Associated dysmorphic features include short upturned nose, flat nasal bridge, long philtrum, wide mouth and full lips.
Behaviorally, children are often inattentive, hyperactive, overly friendly and hyperverbal (blurting). At the same time many exhibit social and communicative difficulties seen in autism spectrum disorders.
Elastin protein insufficiency accounts for significant cardiovascular disease and arterial stenosis. Hypercalcemia is another clinical feature of the syndrome.
Each autosomal gene is represented by two copies (alleles), one from each parent; in some instances only one copy is expressed, while the other is silenced. This phenomenon is referred to as genetic imprinting. Chromosomal region 15q11-13 contains genes whose expression depends on whether the chromosome is maternal or paternal in origin. For example UBE3A gene is only expressed by the maternal chromosome, and invariably silenced on the paternal copy. A loss of 15q11-13 segment of the maternal chromosome will result in Angelman syndrome, since the normal paternal copy contains a silenced copy of UBE3A.
- If the deletion is relatively small, genetic diagnosis requires analysis of methylation patterns using Southern Blot of PCR.
- Paternal chromosome 15 uniparental disomy is a rare cause of Angelman syndrome.
Individuals with Angelman syndrome are hypotonic as infants, and develop with significant motor delays and MR. Speech and expressive language are delayed or absent. A characteristic gait ataxia and a happy, easily excitable demeanor were captured in the older term happy puppet syndrome. Early seizures and microcephaly are common features.
- Associated dysmorphic features include large mandible, wide mouth, and wide-spaced teeth.
- Prevalence is about 1 in 10,000 births.

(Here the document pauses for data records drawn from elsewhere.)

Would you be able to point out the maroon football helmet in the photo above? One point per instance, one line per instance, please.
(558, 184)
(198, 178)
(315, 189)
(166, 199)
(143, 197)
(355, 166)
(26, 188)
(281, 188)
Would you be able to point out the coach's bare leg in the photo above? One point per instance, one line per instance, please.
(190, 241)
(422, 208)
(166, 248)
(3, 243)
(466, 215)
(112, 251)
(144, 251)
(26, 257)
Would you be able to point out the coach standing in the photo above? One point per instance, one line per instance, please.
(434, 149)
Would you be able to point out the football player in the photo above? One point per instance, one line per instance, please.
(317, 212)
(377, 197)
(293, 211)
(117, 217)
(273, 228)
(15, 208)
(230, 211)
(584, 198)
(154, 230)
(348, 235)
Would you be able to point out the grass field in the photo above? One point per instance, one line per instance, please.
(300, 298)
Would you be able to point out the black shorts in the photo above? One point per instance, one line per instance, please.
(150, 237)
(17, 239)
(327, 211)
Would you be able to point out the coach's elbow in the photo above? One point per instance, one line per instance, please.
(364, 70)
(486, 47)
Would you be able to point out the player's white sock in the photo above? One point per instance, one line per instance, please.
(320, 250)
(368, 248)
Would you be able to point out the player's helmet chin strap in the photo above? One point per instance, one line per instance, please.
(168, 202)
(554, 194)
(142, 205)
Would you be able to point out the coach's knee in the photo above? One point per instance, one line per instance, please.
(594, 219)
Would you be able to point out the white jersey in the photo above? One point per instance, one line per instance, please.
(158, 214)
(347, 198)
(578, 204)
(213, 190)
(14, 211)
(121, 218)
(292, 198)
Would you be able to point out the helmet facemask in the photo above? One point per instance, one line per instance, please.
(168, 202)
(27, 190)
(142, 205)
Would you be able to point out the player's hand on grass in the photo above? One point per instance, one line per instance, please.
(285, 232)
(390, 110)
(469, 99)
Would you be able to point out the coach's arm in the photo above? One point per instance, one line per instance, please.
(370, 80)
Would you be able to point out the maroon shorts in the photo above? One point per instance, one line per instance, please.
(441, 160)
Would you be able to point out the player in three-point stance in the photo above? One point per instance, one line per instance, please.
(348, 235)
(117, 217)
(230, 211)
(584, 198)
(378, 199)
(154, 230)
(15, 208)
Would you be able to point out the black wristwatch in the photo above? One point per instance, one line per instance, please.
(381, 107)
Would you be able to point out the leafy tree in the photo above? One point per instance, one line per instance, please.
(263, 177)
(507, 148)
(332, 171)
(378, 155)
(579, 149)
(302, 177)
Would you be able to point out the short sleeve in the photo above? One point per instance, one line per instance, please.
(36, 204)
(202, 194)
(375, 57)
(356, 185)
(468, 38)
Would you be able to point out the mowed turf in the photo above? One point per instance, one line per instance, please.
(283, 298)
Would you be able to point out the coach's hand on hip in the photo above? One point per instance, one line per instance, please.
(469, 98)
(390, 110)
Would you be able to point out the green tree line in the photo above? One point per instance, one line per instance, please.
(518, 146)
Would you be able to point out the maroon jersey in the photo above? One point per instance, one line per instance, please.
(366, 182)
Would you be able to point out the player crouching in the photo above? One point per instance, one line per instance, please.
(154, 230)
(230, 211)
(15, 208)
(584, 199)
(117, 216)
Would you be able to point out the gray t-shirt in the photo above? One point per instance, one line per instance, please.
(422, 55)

Prader-Willi syndrome (PWS) results from 15q11-13 deletion on the paternal chromosome. The corresponding genes on the maternal chromosome are silenced and thus, not expressed. Infants are lethargic and hypotonic at birth; they often have feeding difficulties resulting in failure to thrive. Speech and other developmental delays follow.

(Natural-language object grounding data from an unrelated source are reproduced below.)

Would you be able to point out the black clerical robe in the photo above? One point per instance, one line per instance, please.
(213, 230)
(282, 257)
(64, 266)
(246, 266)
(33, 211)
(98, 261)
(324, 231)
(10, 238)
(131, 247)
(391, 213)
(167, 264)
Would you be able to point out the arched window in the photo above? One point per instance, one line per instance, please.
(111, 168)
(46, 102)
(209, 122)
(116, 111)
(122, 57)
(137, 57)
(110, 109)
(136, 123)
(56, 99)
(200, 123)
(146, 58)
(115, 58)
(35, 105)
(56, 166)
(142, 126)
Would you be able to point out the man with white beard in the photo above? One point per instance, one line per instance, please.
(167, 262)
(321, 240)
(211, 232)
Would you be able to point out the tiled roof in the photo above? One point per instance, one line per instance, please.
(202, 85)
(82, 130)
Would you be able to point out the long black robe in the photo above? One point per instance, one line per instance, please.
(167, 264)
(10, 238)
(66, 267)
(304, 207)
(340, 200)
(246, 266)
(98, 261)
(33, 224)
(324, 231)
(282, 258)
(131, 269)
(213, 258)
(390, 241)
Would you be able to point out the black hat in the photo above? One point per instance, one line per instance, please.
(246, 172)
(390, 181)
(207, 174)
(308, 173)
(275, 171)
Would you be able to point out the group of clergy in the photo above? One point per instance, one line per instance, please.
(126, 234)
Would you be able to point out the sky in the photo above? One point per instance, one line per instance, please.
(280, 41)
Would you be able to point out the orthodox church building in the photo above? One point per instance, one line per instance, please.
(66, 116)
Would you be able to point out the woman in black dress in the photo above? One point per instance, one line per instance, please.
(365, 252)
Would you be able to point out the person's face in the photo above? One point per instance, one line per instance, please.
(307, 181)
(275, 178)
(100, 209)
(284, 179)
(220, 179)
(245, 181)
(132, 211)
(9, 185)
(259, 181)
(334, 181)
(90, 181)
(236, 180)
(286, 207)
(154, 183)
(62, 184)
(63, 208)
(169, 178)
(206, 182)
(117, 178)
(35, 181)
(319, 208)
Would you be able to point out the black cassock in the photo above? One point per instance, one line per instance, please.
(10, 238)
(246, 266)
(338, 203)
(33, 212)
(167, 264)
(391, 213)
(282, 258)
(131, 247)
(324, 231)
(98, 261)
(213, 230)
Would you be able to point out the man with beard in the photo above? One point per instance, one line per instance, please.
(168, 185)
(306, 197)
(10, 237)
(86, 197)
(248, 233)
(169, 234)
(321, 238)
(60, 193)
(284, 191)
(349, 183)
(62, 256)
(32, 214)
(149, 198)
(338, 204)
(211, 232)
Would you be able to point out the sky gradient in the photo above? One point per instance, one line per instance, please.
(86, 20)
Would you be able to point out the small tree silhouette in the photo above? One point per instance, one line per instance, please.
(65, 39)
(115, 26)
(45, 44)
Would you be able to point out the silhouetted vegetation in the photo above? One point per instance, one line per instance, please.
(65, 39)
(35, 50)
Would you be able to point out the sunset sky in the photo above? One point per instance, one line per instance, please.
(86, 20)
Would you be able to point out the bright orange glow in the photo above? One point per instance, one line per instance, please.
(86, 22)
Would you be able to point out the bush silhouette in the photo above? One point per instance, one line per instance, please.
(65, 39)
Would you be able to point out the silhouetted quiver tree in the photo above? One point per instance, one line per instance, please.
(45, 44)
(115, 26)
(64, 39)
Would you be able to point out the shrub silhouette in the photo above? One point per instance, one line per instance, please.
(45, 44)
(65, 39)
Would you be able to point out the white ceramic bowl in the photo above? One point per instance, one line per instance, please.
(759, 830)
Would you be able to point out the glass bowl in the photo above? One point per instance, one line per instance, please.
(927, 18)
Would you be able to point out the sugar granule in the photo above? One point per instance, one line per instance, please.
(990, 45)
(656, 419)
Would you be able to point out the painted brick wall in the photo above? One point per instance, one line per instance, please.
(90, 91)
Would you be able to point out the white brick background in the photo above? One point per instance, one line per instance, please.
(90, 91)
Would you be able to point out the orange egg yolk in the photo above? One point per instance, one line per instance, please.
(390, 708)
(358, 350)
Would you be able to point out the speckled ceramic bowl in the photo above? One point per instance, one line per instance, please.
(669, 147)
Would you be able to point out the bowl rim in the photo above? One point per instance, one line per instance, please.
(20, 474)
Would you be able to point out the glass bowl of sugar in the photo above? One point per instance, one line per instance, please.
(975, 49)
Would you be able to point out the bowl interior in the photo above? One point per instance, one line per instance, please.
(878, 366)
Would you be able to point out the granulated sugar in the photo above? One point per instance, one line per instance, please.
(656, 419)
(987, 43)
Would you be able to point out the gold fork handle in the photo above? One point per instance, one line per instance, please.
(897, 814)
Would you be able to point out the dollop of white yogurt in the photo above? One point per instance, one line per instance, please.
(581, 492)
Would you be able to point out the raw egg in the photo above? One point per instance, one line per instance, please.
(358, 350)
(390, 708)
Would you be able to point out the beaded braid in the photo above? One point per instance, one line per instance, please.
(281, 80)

- Hyperphagia becomes significant by second or third year of life, contributing to obesity.
- Children with PWS have mild to moderate ID, behavioral difficulties and temper tantrums, obsessive-compulsive and skin picking behaviors.
- Dysmorphic features include narrow forehead, elongated face, downward-slanted palpebral fissures, small hands and feet.
- Scoliosis and hypogonadism are features that often go unrecognized.
Prevalence is about 1 in 10,000 births.
Also known as DiGeorge syndrome, it involves deletion or mutation of TBX1 gene on 22q11 chromosome.
The syndrome is associated with increased risk of schizophrenia and bipolar disorders in 10-30% of patients.
(1) Morrow EM. Genomic Copy Number Variation in Disorders of Cognitive Development. JAACAP, 2010;49(11):1091-1104.